Eu também não perceberia a cor da pele e assim, escaparia automaticamente da rotulação social que há entre aqueles coloridos. Eu ouviria apenas a voz e dessa forma, apenas me aproximaria das mais doces possíveis e perceberia que não é a cor que nos define e sim aquilo que proferimos em alguma mansidão.
Eu não veria a ruína dos homens, tampouco avistaria as flores já bruxuleantes, sangrando, envergadas. Eu apenas sentiria. E seria dotado de emoção e por isto, saberia melhor conduzir minhas tormentas.

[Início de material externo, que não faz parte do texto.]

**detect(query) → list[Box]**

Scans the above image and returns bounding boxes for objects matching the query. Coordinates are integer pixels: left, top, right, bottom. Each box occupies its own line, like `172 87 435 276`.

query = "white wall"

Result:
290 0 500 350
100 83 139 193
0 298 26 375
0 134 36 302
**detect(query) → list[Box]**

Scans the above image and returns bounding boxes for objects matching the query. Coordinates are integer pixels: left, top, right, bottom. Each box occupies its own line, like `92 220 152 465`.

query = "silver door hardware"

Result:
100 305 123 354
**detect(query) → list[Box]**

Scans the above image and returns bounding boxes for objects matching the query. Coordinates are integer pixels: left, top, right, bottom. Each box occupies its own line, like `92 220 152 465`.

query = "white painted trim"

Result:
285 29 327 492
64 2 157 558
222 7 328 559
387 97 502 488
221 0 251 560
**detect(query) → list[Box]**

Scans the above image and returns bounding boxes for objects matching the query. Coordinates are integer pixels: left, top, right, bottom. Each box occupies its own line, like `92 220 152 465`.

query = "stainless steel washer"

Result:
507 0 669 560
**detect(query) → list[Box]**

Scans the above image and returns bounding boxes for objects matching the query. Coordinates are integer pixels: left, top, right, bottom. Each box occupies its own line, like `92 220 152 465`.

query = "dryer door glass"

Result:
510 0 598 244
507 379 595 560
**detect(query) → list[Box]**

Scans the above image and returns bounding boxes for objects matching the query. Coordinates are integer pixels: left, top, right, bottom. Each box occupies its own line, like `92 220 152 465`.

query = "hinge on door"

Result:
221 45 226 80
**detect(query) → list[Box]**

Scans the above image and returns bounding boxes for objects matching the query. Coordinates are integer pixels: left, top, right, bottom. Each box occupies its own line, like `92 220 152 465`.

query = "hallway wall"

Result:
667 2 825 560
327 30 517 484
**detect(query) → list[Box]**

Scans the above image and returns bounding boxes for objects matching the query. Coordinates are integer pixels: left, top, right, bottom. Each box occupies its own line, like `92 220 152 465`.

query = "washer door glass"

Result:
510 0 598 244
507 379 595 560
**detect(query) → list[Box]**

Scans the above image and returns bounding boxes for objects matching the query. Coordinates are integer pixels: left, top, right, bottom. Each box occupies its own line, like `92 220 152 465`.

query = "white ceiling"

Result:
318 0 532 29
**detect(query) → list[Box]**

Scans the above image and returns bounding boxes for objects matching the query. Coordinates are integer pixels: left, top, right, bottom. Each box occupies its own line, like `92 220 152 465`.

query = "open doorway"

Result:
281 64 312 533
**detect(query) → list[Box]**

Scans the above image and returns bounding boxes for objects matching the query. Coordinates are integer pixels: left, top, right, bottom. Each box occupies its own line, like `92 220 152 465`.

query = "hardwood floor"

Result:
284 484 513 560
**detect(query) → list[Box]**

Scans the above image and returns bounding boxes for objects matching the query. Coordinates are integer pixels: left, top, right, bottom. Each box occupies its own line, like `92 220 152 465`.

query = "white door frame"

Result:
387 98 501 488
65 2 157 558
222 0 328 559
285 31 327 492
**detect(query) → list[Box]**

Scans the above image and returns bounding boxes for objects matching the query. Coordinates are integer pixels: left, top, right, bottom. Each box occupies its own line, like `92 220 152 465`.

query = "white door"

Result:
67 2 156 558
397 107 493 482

Não veria sequer um dia cinzento, apenas notaria-o como um dia mais fresco, onde o sol não apareceu completamente para castigar a todos. As nuvens percorreriam os céus sem que eu as notasse. Um dia nublado não faria meu humor deprimir, nem mesmo um dia de sol faria meu humor se alegrar.
Quando eu tiver o olhar e ver do cego, mesmo que pareça insano e impossível, eu poderei me libertar de todo e qualquer preconceito que ainda resiste nos péssimos produtos que consumo deste mundo que quer me vender cada vez mais.
Quando eu possuir discernimento suficiente para ver como o cego, então terei iluminado minha visão, e meu coração neste momento terá se enobrecido e não mais será necessário que eu seja cego para ver como ele vê.
Terei em mãos todas as ferramentas para cegar o mundo aos poucos. Não preciso que todos estejam para então eu me encontrar, quando eu mesmo esteja cego. Preciso apenas de mais um cego, para que ajude-me ver aquilo que ainda resisto.
Eu vejo muito e meu olhar e ver é muito superficial, muito embora ele pareça ser profundo. Talvez eu esteja atado à superficialidade de tudo que seja profundo.
Quando eu for cego, só então eu passarei a ver as coisas despretensiosamente.